Poliziotto penitenziario leccese morto sul lavoro, ‘Silenzio istituzionale’

“Il Presidente della Repubblica ha levato la voce contro le morti sul lavoro, definendole uno scandalo inaccettabile per un Paese civile. Un grido che riecheggia in un contesto dove la sicurezza dei lavoratori è messa in discussione. Ma perché il silenzio delle istituzioni quando il lavoratore è un poliziotto penitenziario ammazzato dallo Stato, come sentenziato dal tribunale di Lecce, in una decisione senza precedenti in Europa?”. Lo scrive in una nota Federico Pilagatti, segretario nazionale del Sappe, il sindacato della Polizia Penitenziaria.

“Salvatore Monza, poliziotto penitenziario di Lecce, è morto di tumore ai polmoni a soli 43 anni, lasciando dietro di sé una famiglia distrutta. Con oltre due decenni di servizio nelle carceri di Milano, Taranto e Lecce, Salvatore ha trascorso ore immerso nel fumo passivo, una condanna imposta dallo Stato senza alcuna tutela per la sua salute”, sottolinea Pilagatti.
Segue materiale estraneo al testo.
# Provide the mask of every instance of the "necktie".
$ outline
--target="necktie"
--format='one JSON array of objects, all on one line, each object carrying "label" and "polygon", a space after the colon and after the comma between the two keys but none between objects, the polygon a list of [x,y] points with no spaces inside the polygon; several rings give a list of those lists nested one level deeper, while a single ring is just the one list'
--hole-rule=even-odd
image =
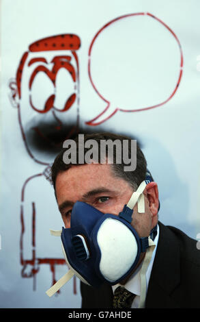
[{"label": "necktie", "polygon": [[113,308],[130,308],[135,296],[135,294],[129,292],[124,287],[118,286],[114,292]]}]

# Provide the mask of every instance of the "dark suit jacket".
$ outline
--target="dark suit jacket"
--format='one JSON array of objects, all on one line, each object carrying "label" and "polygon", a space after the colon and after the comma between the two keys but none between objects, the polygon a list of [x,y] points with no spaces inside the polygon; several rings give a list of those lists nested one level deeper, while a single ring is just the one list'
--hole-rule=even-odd
[{"label": "dark suit jacket", "polygon": [[[160,234],[145,308],[200,308],[200,250],[197,240],[159,222]],[[112,308],[107,284],[94,288],[81,283],[83,308]]]}]

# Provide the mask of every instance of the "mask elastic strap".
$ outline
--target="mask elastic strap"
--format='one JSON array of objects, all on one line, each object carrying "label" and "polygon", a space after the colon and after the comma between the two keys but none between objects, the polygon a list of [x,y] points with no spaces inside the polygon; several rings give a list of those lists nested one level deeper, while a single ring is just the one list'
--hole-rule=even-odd
[{"label": "mask elastic strap", "polygon": [[66,283],[67,283],[74,275],[74,273],[72,269],[70,269],[68,273],[66,273],[61,278],[60,278],[51,288],[46,290],[46,294],[47,294],[49,297],[53,295],[56,292],[57,292],[61,287],[62,287]]},{"label": "mask elastic strap", "polygon": [[156,247],[156,245],[153,240],[149,237],[149,247],[146,250],[145,257],[144,258],[141,270],[141,296],[139,308],[144,308],[145,305],[145,297],[146,297],[146,290],[147,290],[147,282],[146,282],[146,273],[147,271],[148,266],[151,261],[153,251]]},{"label": "mask elastic strap", "polygon": [[132,195],[128,203],[127,203],[127,207],[130,209],[133,209],[137,202],[138,212],[140,213],[145,212],[145,198],[143,192],[145,190],[145,186],[146,182],[143,181],[137,190]]}]

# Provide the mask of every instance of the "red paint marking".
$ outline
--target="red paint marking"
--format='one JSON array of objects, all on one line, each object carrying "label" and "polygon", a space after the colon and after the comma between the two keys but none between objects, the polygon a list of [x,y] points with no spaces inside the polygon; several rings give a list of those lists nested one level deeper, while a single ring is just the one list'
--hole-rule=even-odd
[{"label": "red paint marking", "polygon": [[[160,22],[160,23],[162,23],[171,33],[171,34],[173,36],[173,37],[175,38],[175,39],[176,40],[177,44],[178,44],[178,46],[179,46],[179,48],[180,48],[180,74],[179,74],[179,77],[178,77],[178,80],[177,80],[177,82],[175,85],[175,89],[173,90],[173,92],[171,94],[171,95],[169,96],[169,97],[168,97],[168,99],[167,99],[165,101],[160,103],[158,103],[158,104],[156,104],[154,106],[149,106],[149,107],[147,107],[147,108],[140,108],[140,109],[133,109],[133,110],[125,110],[125,109],[122,109],[122,108],[117,108],[116,107],[116,109],[114,110],[114,112],[113,112],[113,113],[111,114],[110,114],[109,116],[107,116],[106,119],[103,119],[102,121],[99,121],[99,122],[97,122],[97,123],[95,123],[95,124],[94,124],[94,122],[98,119],[102,114],[103,114],[106,111],[106,110],[109,108],[110,106],[110,101],[108,101],[107,99],[106,99],[101,94],[100,92],[98,90],[97,88],[96,87],[95,84],[94,84],[94,82],[92,79],[92,77],[91,77],[91,51],[92,51],[92,47],[93,47],[93,45],[94,45],[94,43],[95,42],[95,40],[96,40],[97,37],[99,36],[99,34],[100,34],[100,32],[104,29],[105,28],[106,28],[108,26],[109,26],[111,24],[120,20],[120,19],[123,19],[124,18],[127,18],[127,17],[130,17],[130,16],[139,16],[139,15],[143,15],[143,16],[145,16],[145,15],[147,15],[156,20],[157,20],[158,22]],[[157,108],[158,106],[163,106],[165,105],[166,103],[167,103],[172,97],[173,96],[175,95],[179,85],[180,85],[180,80],[181,80],[181,78],[182,78],[182,67],[183,67],[183,62],[184,62],[184,58],[183,58],[183,53],[182,53],[182,46],[181,46],[181,44],[180,44],[180,42],[177,38],[177,36],[175,35],[175,34],[173,32],[173,30],[166,24],[163,21],[162,21],[160,19],[159,19],[158,18],[156,17],[155,16],[154,16],[153,14],[147,12],[147,13],[145,13],[145,12],[139,12],[139,13],[135,13],[135,14],[126,14],[126,15],[124,15],[124,16],[121,16],[119,17],[117,17],[115,19],[113,19],[111,20],[111,21],[109,21],[109,23],[107,23],[106,25],[104,25],[102,28],[100,28],[100,29],[96,34],[96,35],[94,36],[94,37],[93,38],[92,40],[91,40],[91,42],[90,44],[90,46],[89,46],[89,51],[88,51],[88,56],[89,56],[89,58],[88,58],[88,65],[87,65],[87,71],[88,71],[88,75],[89,75],[89,80],[91,82],[91,84],[94,88],[94,89],[95,90],[95,91],[96,92],[96,93],[98,95],[98,96],[100,97],[101,99],[102,99],[104,102],[106,103],[107,106],[106,107],[106,108],[103,110],[103,112],[102,112],[101,113],[100,113],[97,116],[96,116],[95,118],[94,118],[92,120],[90,120],[87,122],[85,122],[85,124],[87,124],[87,125],[93,125],[93,126],[96,126],[96,125],[99,125],[100,124],[102,124],[102,123],[104,123],[104,121],[106,121],[106,120],[108,120],[109,119],[110,119],[111,117],[112,117],[118,110],[120,110],[120,111],[122,111],[122,112],[141,112],[141,111],[143,111],[143,110],[150,110],[152,108]]]}]

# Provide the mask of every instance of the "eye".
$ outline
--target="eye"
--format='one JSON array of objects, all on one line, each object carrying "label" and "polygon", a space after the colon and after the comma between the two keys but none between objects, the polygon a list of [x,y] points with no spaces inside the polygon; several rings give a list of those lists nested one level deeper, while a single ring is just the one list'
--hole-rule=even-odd
[{"label": "eye", "polygon": [[65,212],[64,216],[68,217],[69,216],[71,216],[71,214],[72,214],[72,209],[70,209],[70,210],[67,211],[67,212]]},{"label": "eye", "polygon": [[100,197],[100,198],[98,198],[98,201],[99,203],[103,203],[104,202],[107,201],[109,199],[109,197]]}]

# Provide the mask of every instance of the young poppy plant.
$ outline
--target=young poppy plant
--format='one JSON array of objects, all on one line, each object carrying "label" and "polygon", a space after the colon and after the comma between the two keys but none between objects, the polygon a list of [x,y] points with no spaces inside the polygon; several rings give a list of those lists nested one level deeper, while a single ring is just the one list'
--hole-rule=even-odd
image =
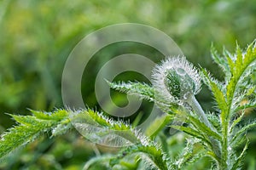
[{"label": "young poppy plant", "polygon": [[[185,57],[170,57],[162,61],[153,70],[152,80],[156,90],[156,100],[164,101],[168,109],[173,105],[183,106],[188,104],[201,120],[212,129],[195,97],[201,90],[201,76]],[[163,108],[163,105],[160,105]]]}]

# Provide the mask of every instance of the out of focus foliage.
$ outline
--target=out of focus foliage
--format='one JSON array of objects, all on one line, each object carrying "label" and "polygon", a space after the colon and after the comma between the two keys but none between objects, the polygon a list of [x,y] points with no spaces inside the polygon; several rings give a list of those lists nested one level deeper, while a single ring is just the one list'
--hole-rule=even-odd
[{"label": "out of focus foliage", "polygon": [[[209,68],[221,79],[222,73],[210,57],[211,43],[219,49],[222,44],[233,49],[236,40],[241,47],[253,42],[255,4],[255,0],[0,1],[0,132],[13,124],[5,112],[22,114],[27,108],[52,110],[62,107],[61,74],[69,53],[85,35],[111,24],[135,22],[161,30],[189,60]],[[125,52],[151,57],[159,54],[152,48],[134,43],[113,45],[98,53],[89,65],[91,74],[83,79],[84,99],[90,106],[97,105],[91,83],[96,71],[108,57]],[[256,76],[252,76],[255,81]],[[136,76],[138,81],[142,78]],[[126,79],[131,78],[122,78]],[[211,110],[208,105],[212,100],[207,90],[203,88],[198,99],[205,109]],[[255,111],[248,116],[253,114]],[[255,145],[255,133],[249,136],[254,139],[251,145]],[[61,145],[62,140],[57,142]],[[248,156],[247,162],[255,165],[255,156]],[[86,157],[84,159],[85,162]]]}]

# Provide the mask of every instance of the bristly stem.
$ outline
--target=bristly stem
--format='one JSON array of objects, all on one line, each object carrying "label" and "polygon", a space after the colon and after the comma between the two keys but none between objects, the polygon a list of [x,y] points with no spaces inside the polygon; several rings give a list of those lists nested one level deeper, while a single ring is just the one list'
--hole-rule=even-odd
[{"label": "bristly stem", "polygon": [[203,122],[207,127],[209,127],[212,131],[214,131],[201,105],[198,103],[198,101],[193,94],[189,96],[187,102],[192,107],[193,110],[197,114],[201,122]]},{"label": "bristly stem", "polygon": [[[192,107],[193,110],[197,114],[197,116],[199,116],[199,119],[203,123],[205,123],[205,125],[207,125],[209,128],[211,128],[211,130],[215,132],[216,130],[212,128],[212,124],[208,121],[204,110],[202,110],[201,105],[196,100],[195,95],[191,94],[189,97],[189,99],[187,100],[187,102]],[[214,153],[216,154],[216,156],[220,156],[220,150],[219,150],[218,141],[211,136],[209,136],[209,139],[212,143],[212,147]]]}]

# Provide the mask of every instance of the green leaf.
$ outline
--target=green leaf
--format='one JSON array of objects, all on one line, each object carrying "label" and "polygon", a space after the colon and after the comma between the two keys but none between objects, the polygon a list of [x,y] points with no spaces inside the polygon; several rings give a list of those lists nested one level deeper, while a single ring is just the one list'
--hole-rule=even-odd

“La sua storia, contrassegnata da sofferenza e ingiustizia, è emblematica di un sistema che si mostra cieco di fronte alle tragedie dei suoi servitori. Se da un lato, le morti sul lavoro nel settore privato scatenano indagini e inchieste, dall’altro, quando si tratta di dirigenti dello Stato, il velo del silenzio sembra cadere”, aggiunge il segretario del Sappe.

“La battaglia della sua famiglia per ottenere giustizia ha portato alla prima sentenza del genere in Europa: il Tribunale di Lecce ha riconosciuto il ministro della giustizia come corresponsabile della morte di Salvatore, condannandolo al risarcimento della famiglia con un milione di euro. Ma la verità che emerge dagli atti è agghiacciante: se Salvatore non fosse stato esposto al fumo passivo, avrebbe potuto vivere fino all’età di 80 anni. Questo dovrebbe far scattare l’allarme nelle alte cariche dello Stato, ma il silenzio persiste, ostacolando ogni forma di giustizia e riconoscimento per il sacrificio di chi ha servito fedelmente il Paese”, continua Federico Pilagatti.

“La storia di Salvatore è stata inviata alle più alte cariche dello Stato, ma a distanza di anni non ha ricevuto alcuna risposta. Per loro e per i media, la vita di un poliziotto penitenziario sembra non valere nulla. Eppure, il suo sacrificio grida giustizia e rispetto, in un sistema che continua a voltare le spalle ai suoi eroi silenziosi”, conclude Pilagatti.